Machine Learning with Heatwave AutoML and Lakehouse

Overview

This lab is designed to guide you through the process of loading unstructured data into a Lakehouse table using MySQL and leveraging this data for machine learning applications. We assume that you have already uploaded your unstructured data to an object storage and have a Pre-Authenticated Request (PAR) URL to access this data.

Objectives:

Prerequisites:

Part 1: Heatwave Lakehouse for your unstructured data

Building on the strengths of MySQL and the HeatWave query accelerator, the MySQL HeatWave Lakehouse allows direct querying of data across both MySQL databases and data lakes (like those on Amazon S3 or Oracle Object Storage).

This means that it can perform analytics on a combination of transactional data stored in MySQL and massive datasets stored in data lakes without moving or transforming the data. This integration effectively turns MySQL into a lakehouse, supporting both operational and analytical workloads at scale, thereby eliminating the complexity and delays involved in traditional ETL processes.

LakeHouse tables allow you to query data stored in external storage systems as if it were inside your MySQL database. They are especially useful for managing large, unstructured datasets without importing them directly into your database, offering flexibility and efficiency.

Traditionally, loading data into a high-performance analytics engine could involve several steps, including data transformation, staging, and finally loading, each possibly requiring manual intervention or scripting. heatwave_load simplifies this by providing a direct way to load data from MySQL tables into the HeatWave cluster.

The ability of MySQL HeatWave to automatically infer the schema during the data loading process is a significant feature that enhances its usability and efficiency. When you use the heatwave_load function, the system’s capability to automatically determine the schema of the data being loaded simplifies the preparation and integration of data for analysis

For more information about Heatwave Lakehouse, have a look at the Technical Overview.

To locate the data file, a PAR (Pre-Authenticated Request) URL is used to securely access the data in the object storage, ensuring that data access is controlled and secure. More information about PAR can be found here.

Below is an example of how to use heatwave_load to load the unstructed banking data we have in our bucket.

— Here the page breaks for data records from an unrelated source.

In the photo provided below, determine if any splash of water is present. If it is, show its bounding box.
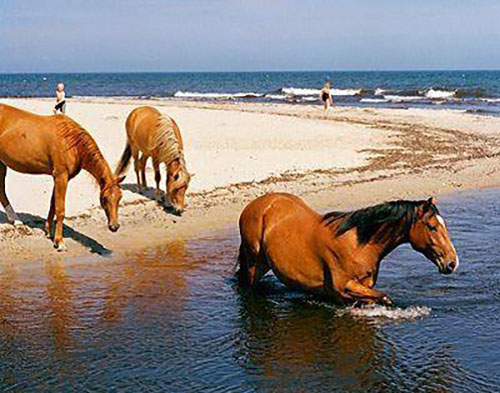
[348,306,431,320]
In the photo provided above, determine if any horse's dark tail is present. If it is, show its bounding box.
[115,141,132,177]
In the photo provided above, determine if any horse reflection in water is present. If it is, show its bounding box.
[0,240,197,390]
[238,290,464,392]
[102,239,192,322]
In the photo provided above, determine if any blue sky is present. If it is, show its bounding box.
[0,0,500,72]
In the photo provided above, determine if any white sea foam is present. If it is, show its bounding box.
[359,98,389,104]
[384,95,424,102]
[174,90,262,99]
[281,87,321,96]
[481,98,500,103]
[264,94,287,100]
[349,306,431,320]
[425,89,455,99]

All you have to set is the correct PAR_URL:

CREATE DATABASE ml_data;

USE ml_data; 

SET @db_list = '["ml_data"]';

SET @ext_tables = '[
{
  "db_name": "ml_data",
  "tables": [{
    "table_name": "bank_marketing",
    "dialect": {
        "format": "csv",
         "field_delimiter": ";",
          "record_delimiter": "\\n",
          "has_header": true,
          "skip_rows": 0
      },
    "file": [{
      "par": "<PAR_URL>"
        }]
   }]
}
]';

SET @options = JSON_OBJECT('external_tables', CAST(@ext_tables AS JSON));

CALL sys.heatwave_load(@db_list, @options);

DESCRIBE ml_data.bank_marketing;

SELECT * FROM ml_data.bank_marketing limit 10;

Part 2: Heatwave AutoML to train your Machine Learning model

Once the data is loaded, you can use Heatwave AutoML to train a model on your loaded data.

HeatWave AutoML is deeply integrated with MySQL HeatWave, allowing users to leverage their existing database infrastructure for machine learning tasks without the need for external tools or platforms.

This integration means that users can easily execute machine learning workflows directly on their operational data stored in MySQL databases, benefiting from HeatWave’s high-performance analytics capabilities.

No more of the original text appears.